Question

A body of mass \(5 \mathrm{~kg}\) starts from the origin with an initial velocity \(u^{\rightarrow}=30 \mathrm{i}+40 \mathrm{j} \mathrm{ms}^{-1}\). If a constant Force $\underline{F}=-\left(\mathrm{i}^{\wedge}+5 \mathrm{j}\right) \mathrm{N}$ acts on the body, the time in which the y-component of the velocity becomes zero is (A) \(5 \mathrm{~s}\) (B) \(20 \mathrm{~s}\) (C) \(40 \mathrm{~s}\) (D) \(80 \mathrm{~s}\)

Short answer

The time in which the y-component of the velocity becomes zero is \(40 \mathrm{s}\), which corresponds to option (C).

Step-by-step solution

Understand the terms and notations used

We are given initial velocity \(\vec{u}\) represented in vector form as \(30 \mathrm{i} + 40 \mathrm{j} \mathrm{ms}^{-1}\), where 30 and 40 are the components in the x and y directions respectively. Similarly, the constant force \(\vec{F}\) is given in vector form as \(-\mathrm{i} + 5 \mathrm{j} \mathrm{N}\), where -1 and 5 are the components in the x and y directions respectively.

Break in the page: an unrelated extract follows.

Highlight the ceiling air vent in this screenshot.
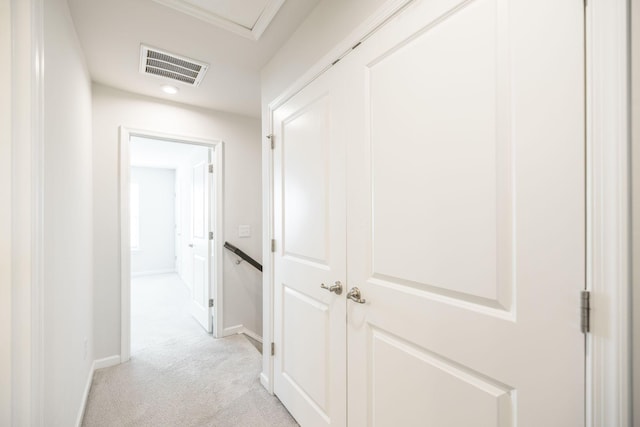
[140,45,209,86]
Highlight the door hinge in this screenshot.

Identify the equation of motion for the y-component of velocity

Since we are focusing on the y-component of the body's velocity, we know that Newton's second law states that: \(F_{y}=m a_{y}\) Where \(F_{y}\) is the y-component of force, m is the mass of the body, and \(a_{y}\) is the y-component of acceleration.

Calculate the y-component of force and acceleration

We know the y-component of force \(F_{y}\) is 5 N and the mass of the body m is 5 kg. Using this information, we can calculate the y-component of acceleration \(a_{y}\): \(a_{y}=F_{y} / m\) \(a_{y}=5 / 5\) \(a_{y}=1 \mathrm{ms}^{-2}\)

Calculate the time when y-component of velocity becomes zero

Now, we can use the equation of motion to find the time t when the y-component of velocity becomes zero. The equation of motion is: \(v_{y}=u_{y}+a_{y} t\) Since we want to find the time when the y-component of velocity \(v_{y}\) becomes zero, we set \(v_{y}=0\) and the initial y-component of velocity \(u_{y}=40 \mathrm{ms}^{-1}\). We have already calculated the y-component of acceleration \(a_{y}=1 \mathrm{ms}^{-2}\). Plugging these values into the equation gives: \(0 = 40 + 1*t\)

Solve for time t

From the previous step, we have the equation: \(0 = 40 + 1*t\) Solving for t: \(-40 = 1*t\) \(t=-40\) However, we cannot have a negative time value. The negative sign indicates that the force component is in the opposite direction, causing the velocity to decrease and reach zero. Therefore, the correct answer is: \(t=|(-40)| = 40 \mathrm{s}\) The time in which the y-component of the velocity becomes zero is 40 s, which corresponds to option (C).